Para soñadores de la realidad y vividores de lo imaginario.

miércoles, 11 de febrero de 2015

Tabú

La maleta estaba ya terminada, pero no se decidía a cogerla y salir por la puerta. Se quedó un rato mirando la ventana, le atraía más. Se levantó de la silla y la abrió, una bocanada de aire congelado entró para revolverle la melena. Miró hacia abajo, era un octavo piso, aunque no tuvo sensación de vértigo, su estómago le decía que echara a volar mientras su cabeza le mantenía los pies pegados al suelo del dormitorio.
Aquel cuarto fue en su día el de los sueños, debía estar teñido de papel de hipopótamos, una cuna de colores con pequeñas mantas en su interior y juguetes por todas partes. Nunca llegaron, en su lugar una mesa de escritorio y una silla vacía lo hacían parecer más grande, le recordaban en silencio que los sueños pueden volverse pesadillas en cualquier momento. Ahora formaba parte del sueño de otro. En cierto modo se sintió aliviada, ¿qué habría sido del niño si hubiera llegado a existir? Era mejor así.
Se sentó de nuevo en la silla sin cerrar la ventana, respirar el aire frío parecía devolverle a la realidad. Llevaba varios meses sumida en una burbuja, cuando los demás le hablaban el sonido de sus voces llegaba amortiguado, como a través de un muro invisible, tampoco se molestaba en intentar comprender. No quedaba nada.
Esa maleta resumía una vida truncada, era pequeña, pero si consiguiera dar el paso para ir donde realmente quería, no necesitaría ningún equipaje de mano. Había dejado de buscarle el sentido a los cuatro últimos años. A su mente sólo venía una y otra vez la frase de su amigo Juan “esto ha sido un cúmulo de desgracias encadenadas”. Y era cierto, pero tantas, consiguieron al final convertirla en una desgraciada perdida, no tenía dónde ir y tampoco quería moverse de donde estaba.
Se suponía que esa maleta y ella debían ir a casa de Juan, la había acogido y sabía que lo hacía de buen grado, pero le repugnaba la idea de sentirse una intrusa, un invitado es bien recibido un tiempo, después es una carga de la que nadie sabe cómo librarse. ¿Por cuánto tiempo sería ella una carga? no había forma de saberlo.
Recordó el primer día en aquella casa con Diego, cómo habían hecho planes para convertirla en un hogar, un sitio acogedor donde formar una familia.
Pocos meses después el primer golpe, un desconocido le llama por teléfono para decirle que Diego ha muerto.

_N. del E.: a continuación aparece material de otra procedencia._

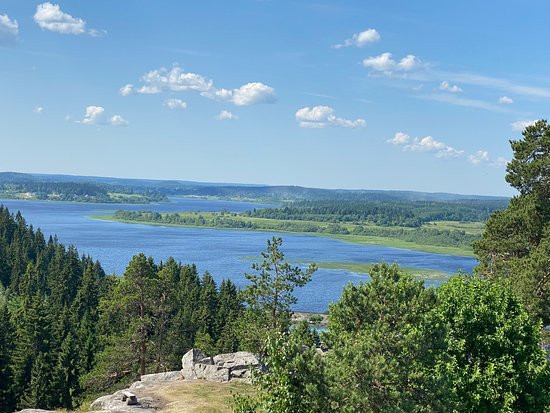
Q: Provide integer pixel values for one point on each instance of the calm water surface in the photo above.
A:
(224, 253)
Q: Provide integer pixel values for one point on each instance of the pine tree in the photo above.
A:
(7, 334)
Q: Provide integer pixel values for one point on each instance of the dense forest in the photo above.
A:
(267, 193)
(28, 187)
(68, 330)
(422, 236)
(384, 213)
(475, 344)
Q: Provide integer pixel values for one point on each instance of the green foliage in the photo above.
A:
(382, 346)
(514, 247)
(68, 331)
(492, 359)
(269, 295)
(294, 380)
(279, 220)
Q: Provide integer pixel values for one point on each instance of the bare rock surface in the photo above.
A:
(221, 368)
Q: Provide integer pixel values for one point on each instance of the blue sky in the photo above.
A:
(373, 95)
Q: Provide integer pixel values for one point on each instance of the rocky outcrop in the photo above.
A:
(221, 368)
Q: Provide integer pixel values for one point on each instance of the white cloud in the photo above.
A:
(500, 162)
(360, 39)
(400, 138)
(520, 125)
(175, 104)
(499, 84)
(95, 115)
(449, 88)
(385, 63)
(478, 157)
(177, 80)
(453, 99)
(50, 17)
(118, 120)
(322, 116)
(426, 144)
(226, 115)
(442, 150)
(505, 100)
(126, 90)
(253, 93)
(9, 30)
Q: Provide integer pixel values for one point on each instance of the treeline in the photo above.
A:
(67, 330)
(422, 236)
(77, 192)
(384, 213)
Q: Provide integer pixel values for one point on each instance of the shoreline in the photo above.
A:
(353, 239)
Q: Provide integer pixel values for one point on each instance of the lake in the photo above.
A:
(224, 253)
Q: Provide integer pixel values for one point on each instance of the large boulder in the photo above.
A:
(162, 377)
(220, 368)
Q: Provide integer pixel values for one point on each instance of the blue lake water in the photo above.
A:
(224, 253)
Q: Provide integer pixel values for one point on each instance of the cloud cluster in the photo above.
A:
(426, 144)
(360, 39)
(322, 116)
(442, 150)
(175, 104)
(177, 80)
(50, 17)
(478, 157)
(9, 31)
(95, 115)
(446, 86)
(385, 63)
(520, 125)
(226, 115)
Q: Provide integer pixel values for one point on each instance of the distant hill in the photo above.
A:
(243, 191)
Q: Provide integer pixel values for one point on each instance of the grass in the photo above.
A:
(199, 396)
(273, 225)
(364, 268)
(475, 228)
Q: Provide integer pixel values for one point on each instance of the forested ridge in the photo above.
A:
(68, 330)
(25, 186)
(475, 344)
(384, 213)
(333, 224)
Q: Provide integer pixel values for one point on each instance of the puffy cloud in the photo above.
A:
(520, 125)
(385, 63)
(118, 120)
(95, 115)
(442, 150)
(226, 115)
(248, 94)
(478, 157)
(322, 116)
(126, 90)
(177, 80)
(9, 30)
(505, 100)
(426, 144)
(449, 88)
(253, 93)
(175, 104)
(360, 39)
(400, 138)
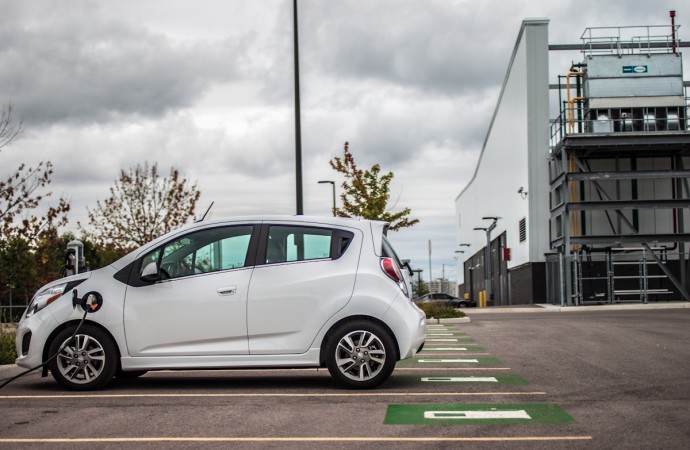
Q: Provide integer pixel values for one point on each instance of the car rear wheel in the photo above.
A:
(86, 361)
(360, 355)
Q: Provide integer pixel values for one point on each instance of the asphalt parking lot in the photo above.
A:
(602, 379)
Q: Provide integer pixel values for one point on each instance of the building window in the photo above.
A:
(522, 229)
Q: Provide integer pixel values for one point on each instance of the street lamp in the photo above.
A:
(332, 183)
(298, 127)
(488, 268)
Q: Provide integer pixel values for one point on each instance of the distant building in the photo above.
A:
(442, 286)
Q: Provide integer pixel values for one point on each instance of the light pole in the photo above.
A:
(332, 183)
(298, 128)
(419, 280)
(488, 268)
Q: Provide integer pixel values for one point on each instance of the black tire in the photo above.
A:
(129, 374)
(371, 364)
(91, 367)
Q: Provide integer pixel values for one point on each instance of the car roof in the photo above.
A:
(367, 226)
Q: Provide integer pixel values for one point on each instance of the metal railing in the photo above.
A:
(629, 40)
(580, 120)
(615, 275)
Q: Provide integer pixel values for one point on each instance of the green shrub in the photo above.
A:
(439, 310)
(7, 350)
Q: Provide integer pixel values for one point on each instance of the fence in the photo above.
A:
(616, 275)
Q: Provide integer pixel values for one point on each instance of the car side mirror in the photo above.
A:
(150, 273)
(409, 268)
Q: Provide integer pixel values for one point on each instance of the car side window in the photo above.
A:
(205, 251)
(286, 244)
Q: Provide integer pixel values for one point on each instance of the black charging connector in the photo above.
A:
(90, 303)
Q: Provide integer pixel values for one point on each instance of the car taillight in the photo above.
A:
(390, 269)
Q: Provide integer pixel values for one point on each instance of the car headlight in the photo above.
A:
(45, 298)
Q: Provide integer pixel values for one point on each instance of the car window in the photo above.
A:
(286, 243)
(205, 251)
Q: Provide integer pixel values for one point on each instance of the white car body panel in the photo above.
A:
(195, 315)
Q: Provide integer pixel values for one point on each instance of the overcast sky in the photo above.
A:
(207, 87)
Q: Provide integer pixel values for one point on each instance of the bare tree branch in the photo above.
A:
(366, 193)
(142, 206)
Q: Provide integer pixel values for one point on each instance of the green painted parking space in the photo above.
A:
(446, 378)
(476, 414)
(470, 349)
(473, 361)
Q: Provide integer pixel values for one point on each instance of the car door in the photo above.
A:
(198, 305)
(304, 274)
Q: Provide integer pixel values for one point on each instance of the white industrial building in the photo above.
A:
(586, 202)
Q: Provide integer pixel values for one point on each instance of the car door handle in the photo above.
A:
(229, 290)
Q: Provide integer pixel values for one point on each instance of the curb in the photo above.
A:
(449, 320)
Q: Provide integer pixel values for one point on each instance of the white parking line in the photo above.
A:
(293, 439)
(440, 361)
(354, 394)
(460, 379)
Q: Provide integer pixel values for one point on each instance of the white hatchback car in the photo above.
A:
(267, 292)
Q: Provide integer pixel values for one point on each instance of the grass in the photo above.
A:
(439, 310)
(7, 350)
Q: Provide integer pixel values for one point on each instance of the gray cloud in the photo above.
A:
(80, 66)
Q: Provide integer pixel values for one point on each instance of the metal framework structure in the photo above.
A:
(598, 201)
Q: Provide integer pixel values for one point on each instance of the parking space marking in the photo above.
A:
(457, 349)
(479, 360)
(448, 368)
(476, 414)
(435, 361)
(293, 439)
(208, 395)
(460, 379)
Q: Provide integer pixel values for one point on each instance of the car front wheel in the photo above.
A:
(86, 361)
(360, 355)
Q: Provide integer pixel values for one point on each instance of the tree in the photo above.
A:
(142, 206)
(23, 191)
(366, 193)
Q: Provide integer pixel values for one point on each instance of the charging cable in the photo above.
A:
(90, 303)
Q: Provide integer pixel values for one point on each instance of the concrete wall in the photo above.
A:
(514, 155)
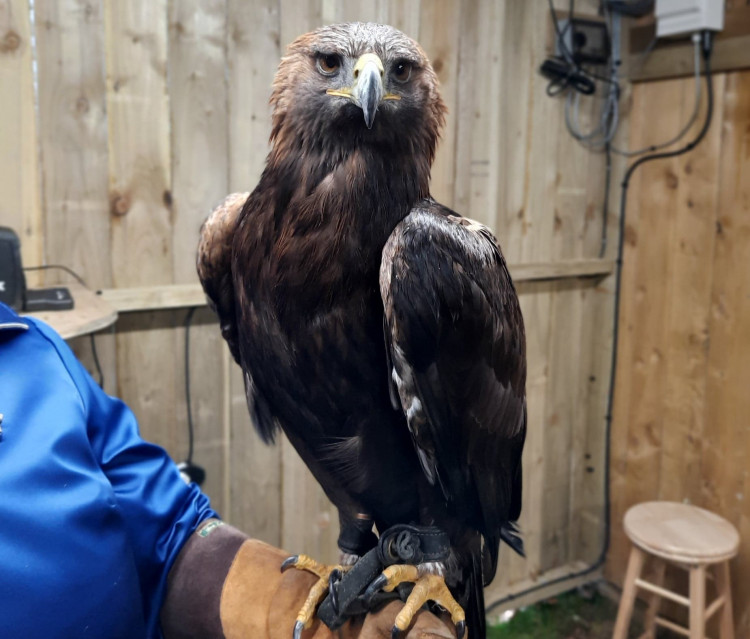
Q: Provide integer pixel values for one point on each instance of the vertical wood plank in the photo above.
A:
(140, 198)
(200, 172)
(73, 135)
(298, 17)
(253, 51)
(688, 296)
(479, 86)
(73, 161)
(439, 37)
(725, 480)
(20, 206)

No le creyó, por qué iba a hacerlo, aquella persona no era nadie, qué sabría él. Y de pronto se ve en un hospital, otro desconocido se acerca despacio, preguntando su nombre, se lo repiten de nuevo, no va a volver a verle nunca más. Sigue sin creerlo, no puede, aún hoy, sentada en esa silla cuatro años después, no quiere creerlo.
Pasan los meses y todo se va volviendo gris. La casa no es un hogar, es una trampa hipotecada que no puede vender de ninguna manera por lo que les costó. Así que sigue allí, intentando dormir por las noches en una cama cada vez más fría, cada vez más grande.
Luego el despido, llegó como un martillazo en la sien, la dejó noqueada. Entonces todo se precipitó, miles de cartas a todas las empresas del país, con el mismo currículum por el que antaño se peleaban para conseguir su fichaje, ahora lo único que recibía como respuesta era silencio, un silencio que a medida que pasaba el tiempo le parecía más terrible, nunca había tenido tanto miedo. El dinero del paro menguaba imparable, pero la cuota de la hipoteca seguía ahí, los recibos de la luz y el gas venían de visita todos los meses, y aunque dejara de comer, no salían las cuentas.
Al menos ahora el banco le libraba de aquella casa que no quiso desde que Diego se fue, tres días le habían dado para recogerlo todo y marcharse. ¿Y qué iba a recoger? No había dónde llevar nada.
Miró otra vez a la ventana abierta, se acercó despacio y se asomó al vacío, si cerraba los ojos veía paz. Decidió arrimar la silla a la ventana y subirse, ahora sentía la brisa fresca por todo el cuerpo, le agradaba, se volvió sobre la silla para mirar el cuarto por última vez y pensó, “espero de verdad que seas el sueño cumplido de otro” y se fue.